La situazione potrebbe tuttavia precipitare in quanto sempre più informazioni danno l’arrivo in Libia degli jihadisti che, gradualmente, si stanno ritirando dal conflitto siriano, ormai sconfitti sia dall’esercito di Bashar al-Assad, che dalle lotte interne, con i qaedisti di al-Nusra in guerra contro i qaedisti dell’Isil (Stato islamico dell’Iraq e del Levante) ed entrambi in lotta contro gli insorti siriani e i curdi del nord. In particolare starebbero giungendo nel paese nordafricano i miliziani di Jabat al-Nusra, fra i quali vi sono molti nordafricani forti dell’esperienza acquisita sul campo e dei finanziamenti del Qatar, in un teatro instabile e pericolosissimo che vede venti di secessione delle macroregioni del Fezzan e della Cirenaica, numerose milizie autonome spesso belligeranti fra di loro, tribù in lotta, brigate di jihadisti e persino di appartenenti all’ancien regime, bande di malviventi, sequestri di diplomatici, uccisione di giornalisti, attentati contro i civili, continui scioperi e traffici di ogni genere, dai migranti, alle armi, alla droga.

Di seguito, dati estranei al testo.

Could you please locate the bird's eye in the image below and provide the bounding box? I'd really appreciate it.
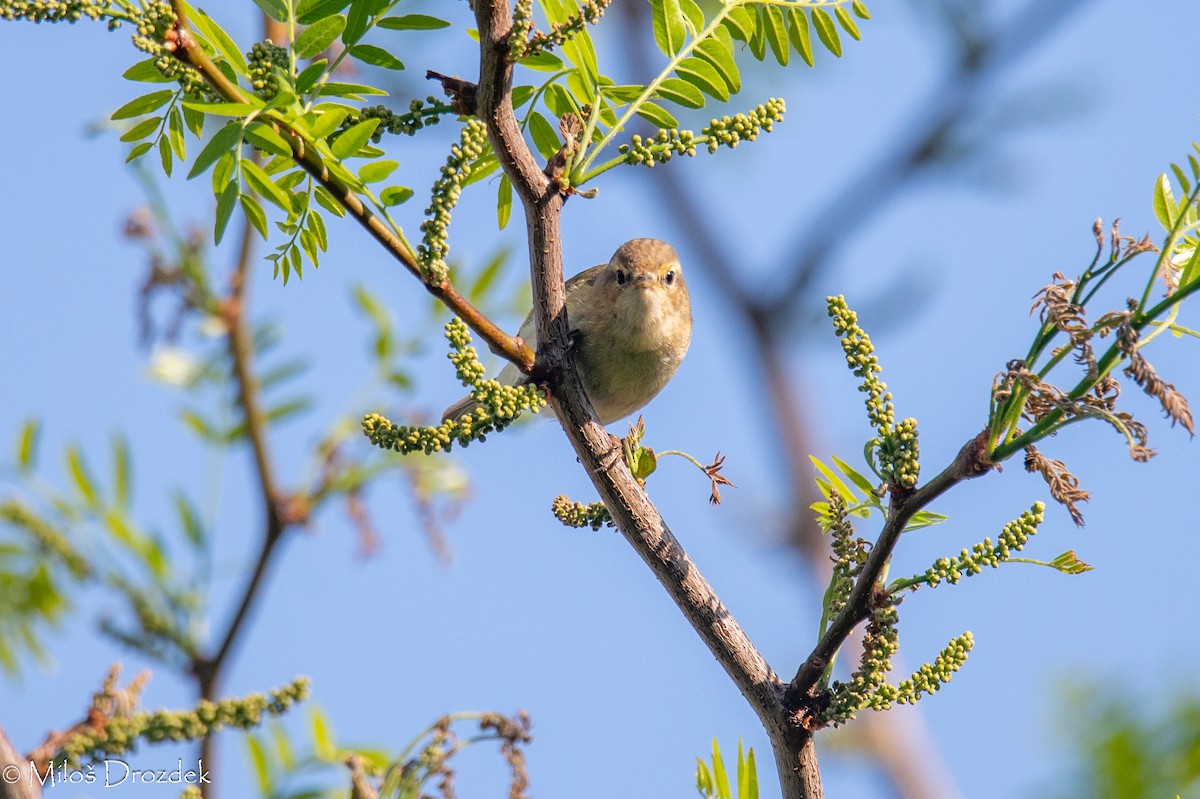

Era stata l’Italia ad essere incaricata dal G8 di Lough Erne, ormai un anno fa, di tentare di riportare la situazione ad un livello accettabile e, dopo l’incontro fra i premier Enrico Letta e Ali Zeitan, sono state messi in campo diversi tentativi di intervento, come l’addestramento di militari a Cassino e in loco e l’impiego della tecnologia lungo i confini meridionali del paese, dove passa di tutto.
Tuttavia anche l’azione di Haftar non appare del tutto spontanea e forse rappresenta una nuova iniziativa volta a riportare stabilità nel paese nordafricano; è infatti da più parti sospettato di essere un’espressione della Cia in quanto era stato prelevato dagli americani dal Ciad, dov’era prigioniero, nel 1987, ed era rimasto negli Stati Uniti fino al 2011, quando era rientrato in patria, giusto in tempo per prendere parte alla Primavera Araba e dirigere l’insurrezione nella piazza di Bengasi.
Secondo il comandante locale delle Forze aeree, le truppe ad Haftar hanno preso il controllo dell’80% di Bengasi, mentre a Tripoli permane il caos politico: già nei giorni scorsi il comandante delle milizie della tribù di Zintan, colonnello Mokhtar Fernana, ha “ufficializzato” il collegamento con Haftar e ha annunciando “la sospensione del Cng”, ovvero ell’Assemblea nazionale.
A causa della difficile situazione che si è creata nel paese è stata rinviata a data da destinarsi la riunione degli emissari speciali di Onu, Lega Araba ed Unione Europea, incaricati di seguire la crisi libica, prevista per ieri a Tunisi, come pure il vertice dei ministri degli esteri dei paesi dell’UMA (Union Maghreb Arabe).